As India holds G20 meet, ‘brutal’ Kashmir media crackdown slammed

As New Delhi holds a Group of 20 (G20) tourism meeting in Indian-administered Kashmir, a leading watchdog has condemned the crackdown on media and arrests of journalists in the region.

The New York-based Committee to Protect Journalists (CPJ) said press freedom remains under attack even as India tries to project normalcy in the disputed region.

“CPJ calls on the Indian government to end its brutal crackdown on the media and immediately release the four arbitrarily detained Kashmiri journalists,” the group said in a statement shared on Twitter on Monday. The journalists it wants freed are Asif Sultan, Fahad Shah, Sajad Gul and Irfan Mehraj.

Sultan, who was a reporter with the Kashmir Narrator magazine, was arrested in 2018 under the stringent Unlawful Activities Prevention Act (UAPA), an “anti-terror” law. He was charged with murder, attempted murder and harbouring rebels, but his family says he was targeted for the stories he wrote.

Shah was the editor of the Kashmir Walla website.
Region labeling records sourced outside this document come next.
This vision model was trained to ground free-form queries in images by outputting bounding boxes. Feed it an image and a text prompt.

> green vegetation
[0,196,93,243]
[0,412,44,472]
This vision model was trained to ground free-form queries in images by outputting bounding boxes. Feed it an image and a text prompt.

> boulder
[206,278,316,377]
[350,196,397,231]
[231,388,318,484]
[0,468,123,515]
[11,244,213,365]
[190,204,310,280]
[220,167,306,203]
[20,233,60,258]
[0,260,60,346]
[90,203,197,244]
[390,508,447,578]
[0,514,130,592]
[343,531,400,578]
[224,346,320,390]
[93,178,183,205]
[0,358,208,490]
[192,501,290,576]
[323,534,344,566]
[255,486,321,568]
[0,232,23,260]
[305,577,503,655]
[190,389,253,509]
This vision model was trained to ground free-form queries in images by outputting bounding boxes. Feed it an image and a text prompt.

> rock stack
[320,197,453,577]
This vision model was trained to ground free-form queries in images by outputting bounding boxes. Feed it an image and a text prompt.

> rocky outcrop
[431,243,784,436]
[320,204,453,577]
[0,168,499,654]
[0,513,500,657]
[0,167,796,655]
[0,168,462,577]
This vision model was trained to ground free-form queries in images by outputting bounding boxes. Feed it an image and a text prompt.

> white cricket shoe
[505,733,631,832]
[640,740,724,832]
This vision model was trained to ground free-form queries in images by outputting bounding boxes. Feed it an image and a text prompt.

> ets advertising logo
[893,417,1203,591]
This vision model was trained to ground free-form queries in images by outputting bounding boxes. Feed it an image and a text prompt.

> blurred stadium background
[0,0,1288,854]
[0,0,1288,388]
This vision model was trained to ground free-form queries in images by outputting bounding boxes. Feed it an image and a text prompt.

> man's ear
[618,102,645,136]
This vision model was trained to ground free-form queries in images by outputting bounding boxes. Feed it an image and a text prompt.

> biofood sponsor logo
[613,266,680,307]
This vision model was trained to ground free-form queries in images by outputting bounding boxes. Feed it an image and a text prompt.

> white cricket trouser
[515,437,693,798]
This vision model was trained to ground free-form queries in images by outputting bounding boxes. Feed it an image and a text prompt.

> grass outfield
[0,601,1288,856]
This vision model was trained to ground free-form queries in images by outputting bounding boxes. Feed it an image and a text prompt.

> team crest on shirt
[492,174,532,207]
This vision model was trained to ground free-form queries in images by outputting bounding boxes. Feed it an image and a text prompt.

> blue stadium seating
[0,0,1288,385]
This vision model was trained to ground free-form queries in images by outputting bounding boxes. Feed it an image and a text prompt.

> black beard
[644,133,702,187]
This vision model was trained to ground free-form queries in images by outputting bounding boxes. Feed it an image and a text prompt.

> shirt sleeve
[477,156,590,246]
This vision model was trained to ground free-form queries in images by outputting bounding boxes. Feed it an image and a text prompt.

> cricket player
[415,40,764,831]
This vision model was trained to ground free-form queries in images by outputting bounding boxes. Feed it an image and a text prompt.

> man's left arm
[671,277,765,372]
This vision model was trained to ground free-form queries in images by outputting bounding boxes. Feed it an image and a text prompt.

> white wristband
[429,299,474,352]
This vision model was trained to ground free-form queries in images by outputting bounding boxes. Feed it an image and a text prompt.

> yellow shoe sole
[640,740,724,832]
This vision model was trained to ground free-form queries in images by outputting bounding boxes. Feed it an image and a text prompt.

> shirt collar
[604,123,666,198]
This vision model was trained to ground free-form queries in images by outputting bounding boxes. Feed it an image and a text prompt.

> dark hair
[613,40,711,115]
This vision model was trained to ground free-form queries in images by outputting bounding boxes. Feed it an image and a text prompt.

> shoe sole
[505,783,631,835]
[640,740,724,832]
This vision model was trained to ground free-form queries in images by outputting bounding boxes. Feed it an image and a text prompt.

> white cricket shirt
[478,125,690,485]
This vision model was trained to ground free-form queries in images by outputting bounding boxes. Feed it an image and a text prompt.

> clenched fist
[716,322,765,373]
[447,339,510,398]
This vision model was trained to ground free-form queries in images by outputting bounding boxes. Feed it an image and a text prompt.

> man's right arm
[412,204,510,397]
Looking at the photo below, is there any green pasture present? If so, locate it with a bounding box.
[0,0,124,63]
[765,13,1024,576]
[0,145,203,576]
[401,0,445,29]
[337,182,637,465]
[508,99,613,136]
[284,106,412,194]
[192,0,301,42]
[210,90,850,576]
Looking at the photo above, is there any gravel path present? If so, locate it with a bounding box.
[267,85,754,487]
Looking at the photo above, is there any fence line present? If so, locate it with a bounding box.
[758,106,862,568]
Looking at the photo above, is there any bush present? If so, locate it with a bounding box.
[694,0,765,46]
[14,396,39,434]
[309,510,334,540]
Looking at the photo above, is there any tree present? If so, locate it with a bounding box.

He was arrested in February last year under the same UAPA law for “glorifying terrorism” in his writings.

Gul worked with Shah’s magazine and was arrested in January last year for spreading “false narratives” about India’s rule in its only Muslim-majority region.

Gul was booked under the Public Safety Act, a preventive detention law under which a person may be jailed for a year and sometimes more without bail.